Selain kandang, Setiawan Koesdarto juga menyebut persoalan air minum satwa memegang peranan penting terhadap kesejahteraan satwa. Penggunaan air minum untuk satwa dari sumber yang tidak bersih dan sehat menjadi faktor penting penyebab sakitnya satwa.
“Masalah air nomor satu, karena kita tidak hanya bicara air bersih tapi juga air sehat, sebagai sumber untuk minumnya satwa. Kalau masih pada tataran air bersih, air bersih itu belum tentu sehat, kalau air sehat pasti bersih,” terangnya.
Setiawan Koesdarto menambahkan, sudah saatnya air minum untuk satwa dicarikan sumber baru yang tidak hanya bersih, melainkan juga terjamin kesehatannya sehingga layak dikonsumsi satwa.
Selanjutnya Setiawan Koesdarto juga menyebut persoalan pakan juga menjadi penentu kesehatan satwa di Kebun Binatang Surabaya. Tidak hanya kuantitas atau jumlah, kualitas pakan juga harus menjadi perhatian serius pengelola kebun binatang tertua di Indonesia ini.
“Kalau dari indikasinya, kebanyakan kalau di hepar itu adanya suatu perlemakan, yang ada hubungannya dengan masalah pakan. Jadi tidak harus hewan itu gemuk badannya dan diberi daging berlemak banyak, tapi tetap harus ada takarannya dan rasio harus dicermati betul,” lanjut Setiawan yang mengamini bahwa manajemen satwa di Kebun Binatang Surabaya masih belum bagus.
Beberapa kasus yang menunjukan manajemen satwa kurang berjalan baik, terlihat dari masih mudahnya pengunjung atau masyarakat umum memberi pakan kepada satwa, yang itu seharusnya tidak diperbolehkan.
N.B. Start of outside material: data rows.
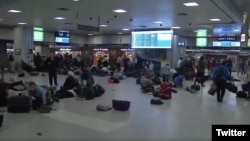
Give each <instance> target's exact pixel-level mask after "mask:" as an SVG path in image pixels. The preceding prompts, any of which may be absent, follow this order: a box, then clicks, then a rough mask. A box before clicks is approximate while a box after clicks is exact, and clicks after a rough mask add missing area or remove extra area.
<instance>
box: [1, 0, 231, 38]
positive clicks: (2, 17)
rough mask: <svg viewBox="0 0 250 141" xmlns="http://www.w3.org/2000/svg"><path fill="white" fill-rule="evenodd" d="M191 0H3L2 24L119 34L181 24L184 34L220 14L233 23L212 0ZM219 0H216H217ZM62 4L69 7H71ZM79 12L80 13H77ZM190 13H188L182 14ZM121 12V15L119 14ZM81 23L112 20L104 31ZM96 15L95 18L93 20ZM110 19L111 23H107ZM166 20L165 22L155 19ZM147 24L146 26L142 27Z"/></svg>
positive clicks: (188, 34)
mask: <svg viewBox="0 0 250 141" xmlns="http://www.w3.org/2000/svg"><path fill="white" fill-rule="evenodd" d="M187 1H188V0H80V1H78V2H74V1H73V0H0V19H2V20H1V21H0V25H1V26H9V27H14V26H17V23H19V22H25V23H27V25H25V26H30V27H43V28H44V29H45V30H47V31H56V30H69V31H71V32H73V33H75V34H81V35H84V34H85V35H86V34H88V33H93V34H116V33H118V32H123V33H129V32H130V31H122V30H121V29H122V28H128V29H131V30H134V29H141V28H170V27H173V26H179V27H181V29H180V30H177V32H176V33H178V34H180V35H183V36H193V34H195V33H194V32H193V30H195V29H198V28H208V29H211V27H212V25H213V24H214V22H210V21H209V19H210V18H220V19H221V21H220V23H230V22H232V18H231V17H229V16H228V15H227V14H226V13H225V11H224V12H223V11H222V10H221V9H219V8H218V7H216V6H215V5H214V3H213V2H211V0H195V1H196V2H198V3H199V6H198V7H185V6H184V5H183V3H184V2H187ZM215 1H216V0H215ZM58 8H66V9H69V10H67V11H61V10H57V9H58ZM119 8H121V9H125V10H127V12H126V13H122V14H117V13H114V12H113V10H114V9H119ZM10 9H16V10H21V11H22V13H15V14H14V13H8V12H7V11H8V10H10ZM77 13H78V16H77ZM178 13H186V14H187V15H186V16H178V15H177V14H178ZM57 16H61V17H65V18H66V19H65V20H55V19H54V17H57ZM116 16H117V17H116ZM77 17H78V23H79V24H84V25H90V26H99V23H98V17H100V24H108V26H107V27H100V32H90V31H83V30H78V29H77V26H76V20H77ZM91 18H92V20H91ZM107 21H109V23H107ZM154 21H162V22H163V24H162V26H160V24H155V23H153V22H154ZM141 26H145V27H141Z"/></svg>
“Publik juga seharusnya membantu dengan tidak membuang sampah sembarangan, tidak memberi makanan dari luar kepada satwa. Hal itu yang juga menjadi masalah bagi pengelola,” tandas Setiawan.
Selain persoalan kesehatan atau penyakit, Setiawan mengatakan bahwa faktor usia diakui menjadi penyebab kematian satwa dimana pun berada. Sehingga dalam hal manajemen satwa, pengelola harus memperhatikan secara keseluruhan kebutuhan satwa maupun keberadaan manusia di sekitarnya.
Sementara itu terkait matinya singa jantan bernama Michael dengan cara tergantung kawat seling, Setiawan mengusulkan adanya pengawasan secara lebih rutin diluar tanggungjawab keeper atau perawat satwa.
“Harusnya selain keeper atau perawat, ini juga harus ada supervisor yang mengecek. Semacam inspektur yang selalu keliling, kalau misalnya satwa sudah waktunya ditutup atau dibuka itu sudah dalam keadaan oke dengan segala pirantinya. Cek dan ricek perlu sekali, tidak cukup hanya memberikan tugas pada seorang saja,” pungkasnya.
Kasus kematian di Kebun Binatang Surabaya terus terjadi secara beruntun. Dalam Sepekan pertama tahun 2014, dua ekor satwa mati di kebun binatang tertua di Indonesia ini. Salah satunya adalah singa Afrika yang mati tergantung.